Scialog: Collaborative Teams - 2017
What is fitness in expanding populations?
Bacteria, as well as other organisms, must reproduce and spread in order to survive. While a great deal of research has focused on the evolution of reproduction. But much less has been devoted to the evolution of spread.
“Spreading of species is of immense practical interest because it underlies the spread of diseases, invasive species, and pests as well as the invasion of host tissue by pathogens and cancer cells,” note researchers Kirill Korolev, Boston University, and Minsu Kim, Emory University.
“Previous studies have shown that organisms do not grow and disperse simultaneously; instead, they alternate between two life stages that exclusively focus on either growth or dispersal,” the researchers observe. “Why dispersal and growth are temporally separated and how this separation is regulated has not been systematically explored.”

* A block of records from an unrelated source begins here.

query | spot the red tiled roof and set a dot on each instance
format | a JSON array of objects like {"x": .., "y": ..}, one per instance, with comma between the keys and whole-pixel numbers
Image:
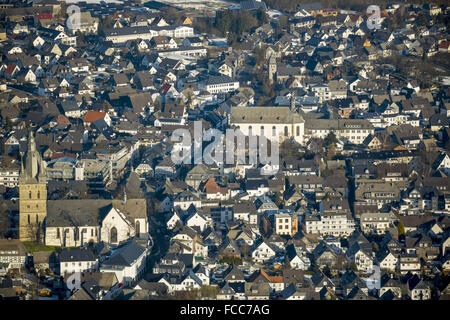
[
  {"x": 10, "y": 69},
  {"x": 92, "y": 116},
  {"x": 61, "y": 119},
  {"x": 61, "y": 155},
  {"x": 44, "y": 16},
  {"x": 444, "y": 44}
]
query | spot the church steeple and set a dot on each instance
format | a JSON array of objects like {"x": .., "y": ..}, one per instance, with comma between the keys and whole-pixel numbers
[
  {"x": 32, "y": 194},
  {"x": 33, "y": 168},
  {"x": 292, "y": 106}
]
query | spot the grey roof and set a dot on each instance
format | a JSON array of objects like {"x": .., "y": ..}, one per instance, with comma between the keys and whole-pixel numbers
[
  {"x": 77, "y": 254},
  {"x": 272, "y": 115},
  {"x": 125, "y": 255},
  {"x": 68, "y": 213}
]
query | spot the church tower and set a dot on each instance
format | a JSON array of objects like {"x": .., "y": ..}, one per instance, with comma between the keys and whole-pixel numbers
[
  {"x": 32, "y": 194},
  {"x": 272, "y": 66}
]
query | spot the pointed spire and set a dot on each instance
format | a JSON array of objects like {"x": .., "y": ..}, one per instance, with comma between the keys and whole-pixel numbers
[
  {"x": 22, "y": 169},
  {"x": 31, "y": 142},
  {"x": 292, "y": 107}
]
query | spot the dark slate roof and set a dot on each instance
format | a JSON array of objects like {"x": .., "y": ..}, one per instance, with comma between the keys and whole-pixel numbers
[
  {"x": 77, "y": 254},
  {"x": 125, "y": 255}
]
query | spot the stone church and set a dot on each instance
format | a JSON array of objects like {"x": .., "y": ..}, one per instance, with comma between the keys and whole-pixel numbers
[
  {"x": 73, "y": 223},
  {"x": 32, "y": 194},
  {"x": 276, "y": 123}
]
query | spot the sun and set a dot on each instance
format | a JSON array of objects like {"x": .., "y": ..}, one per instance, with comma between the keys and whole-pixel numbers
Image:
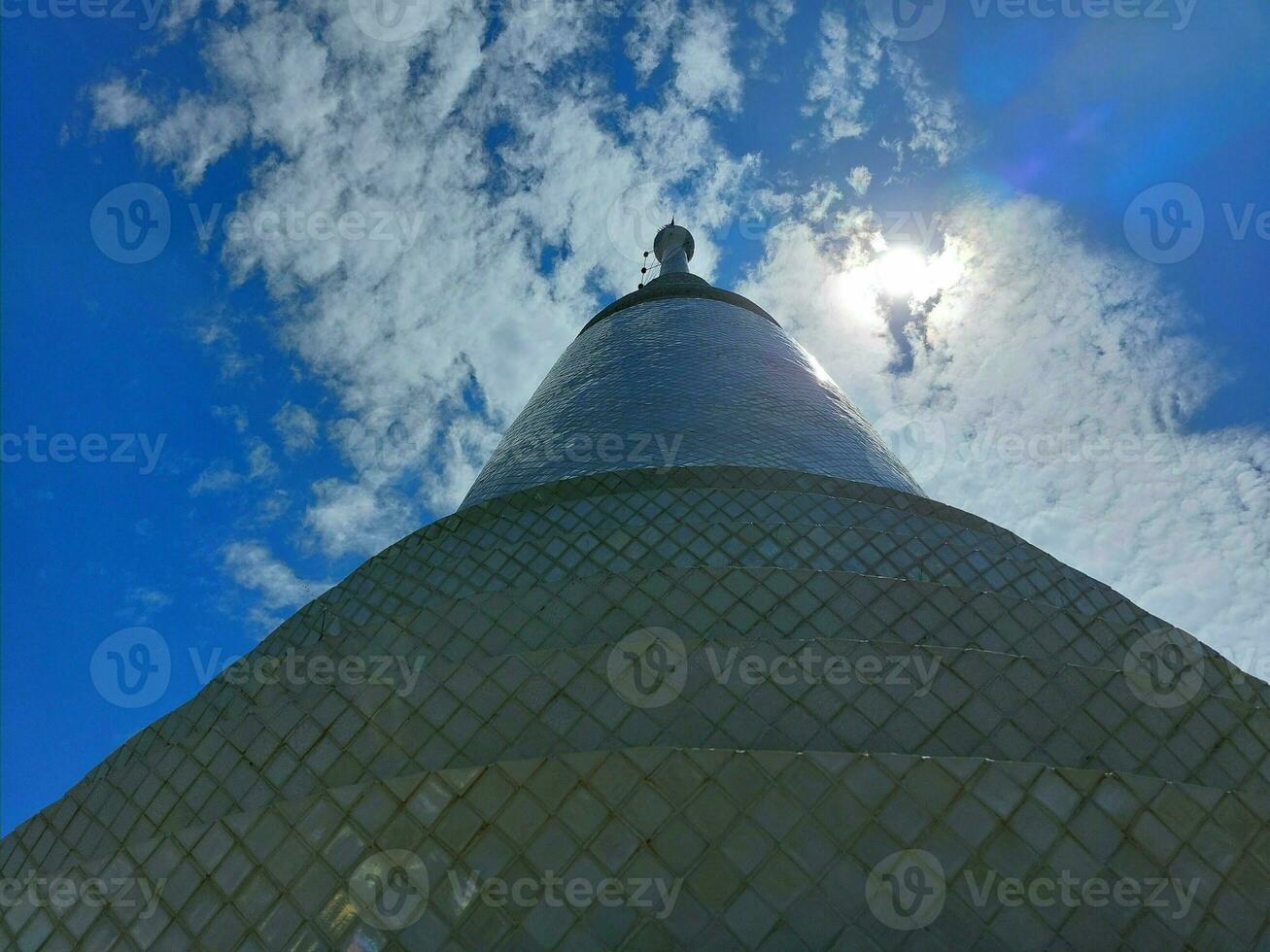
[{"x": 901, "y": 272}]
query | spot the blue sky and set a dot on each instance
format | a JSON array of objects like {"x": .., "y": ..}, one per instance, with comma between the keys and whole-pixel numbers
[{"x": 271, "y": 369}]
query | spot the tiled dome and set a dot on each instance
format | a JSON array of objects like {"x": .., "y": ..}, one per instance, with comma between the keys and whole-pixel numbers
[{"x": 995, "y": 714}]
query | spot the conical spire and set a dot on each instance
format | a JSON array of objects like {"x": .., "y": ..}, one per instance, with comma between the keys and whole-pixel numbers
[{"x": 686, "y": 375}]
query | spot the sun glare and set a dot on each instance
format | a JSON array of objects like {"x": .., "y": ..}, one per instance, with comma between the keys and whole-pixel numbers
[{"x": 900, "y": 272}]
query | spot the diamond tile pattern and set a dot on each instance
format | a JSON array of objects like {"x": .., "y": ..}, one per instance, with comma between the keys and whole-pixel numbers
[
  {"x": 686, "y": 382},
  {"x": 868, "y": 679},
  {"x": 995, "y": 730}
]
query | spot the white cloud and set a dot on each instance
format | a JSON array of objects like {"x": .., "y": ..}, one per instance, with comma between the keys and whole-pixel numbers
[
  {"x": 218, "y": 477},
  {"x": 649, "y": 38},
  {"x": 143, "y": 604},
  {"x": 818, "y": 201},
  {"x": 296, "y": 426},
  {"x": 259, "y": 460},
  {"x": 429, "y": 347},
  {"x": 359, "y": 518},
  {"x": 117, "y": 104},
  {"x": 772, "y": 17},
  {"x": 932, "y": 117},
  {"x": 253, "y": 566},
  {"x": 1054, "y": 389},
  {"x": 846, "y": 71},
  {"x": 192, "y": 136},
  {"x": 234, "y": 414},
  {"x": 705, "y": 74}
]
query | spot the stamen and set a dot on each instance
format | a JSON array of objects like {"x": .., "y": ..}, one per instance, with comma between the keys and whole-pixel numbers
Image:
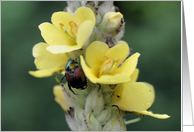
[
  {"x": 61, "y": 26},
  {"x": 69, "y": 35},
  {"x": 73, "y": 28},
  {"x": 114, "y": 61}
]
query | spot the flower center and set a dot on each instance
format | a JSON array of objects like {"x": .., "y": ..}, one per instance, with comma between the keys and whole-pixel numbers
[
  {"x": 72, "y": 31},
  {"x": 108, "y": 66}
]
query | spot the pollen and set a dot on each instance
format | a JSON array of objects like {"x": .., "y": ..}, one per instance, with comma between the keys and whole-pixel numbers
[{"x": 108, "y": 66}]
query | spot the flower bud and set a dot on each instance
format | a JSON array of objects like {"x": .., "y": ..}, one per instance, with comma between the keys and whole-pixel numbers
[
  {"x": 90, "y": 123},
  {"x": 94, "y": 102},
  {"x": 69, "y": 115},
  {"x": 77, "y": 101},
  {"x": 112, "y": 23},
  {"x": 74, "y": 5},
  {"x": 116, "y": 123},
  {"x": 104, "y": 116}
]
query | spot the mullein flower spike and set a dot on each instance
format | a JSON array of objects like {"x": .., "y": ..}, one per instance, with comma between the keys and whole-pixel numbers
[{"x": 101, "y": 85}]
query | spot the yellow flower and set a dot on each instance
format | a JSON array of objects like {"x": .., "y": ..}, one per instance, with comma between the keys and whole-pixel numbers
[
  {"x": 46, "y": 62},
  {"x": 136, "y": 97},
  {"x": 59, "y": 97},
  {"x": 103, "y": 63},
  {"x": 68, "y": 33}
]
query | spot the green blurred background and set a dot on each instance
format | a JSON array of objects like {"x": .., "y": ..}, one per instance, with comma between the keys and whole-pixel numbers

Korolev and Kim recently began a collaboration to better understand how reproduction (growth) and spreading (dispersal) are integrated to promote an organism’s survival. They are focusing on the bacterium Proteus mirabilis, which, under certain circumstances, strongly regulates its dispersal and growth properties, leading to a pattern of periodic rings. “Our central hypothesis is that this division in labor, i.e., growth and migration, is crucial for maximizing fitness,” the researchers theorize.
By combining analytical theory with quantitative experiments, they hope to extend the concept of fitness to realistic environments and understand the general principles behind the division of labor in spreading populations. Specifically they aim to:
Clearly describe the growth and dispersal stages in P. mirabilis; develop a theory for the evolution of the bacterium’s growth-dispersal strategy; and then test the theory using experimental evolution that selects for different properties, such as fast growth vs. fast colonization.
“The general theory that we develop will have implications for processes outside the Petri dish,” the researchers predict. “For example, one day we may be able to quantitatively reason about the best combination of drugs that inhibit growth or migration of cancer cells to prevent metastasis.”
The scientists formed their collaboration at the most recent Scialog: Molecules Come to Life meeting organized by the private foundation Research Corporation for Science Advancement (RCSA).
The $112,500 in funding for Korolev and Kim’s collaboration is provided by the Gordon and Betty Moore Foundation, which is cosponsoring Scialog: Molecules Come to Life.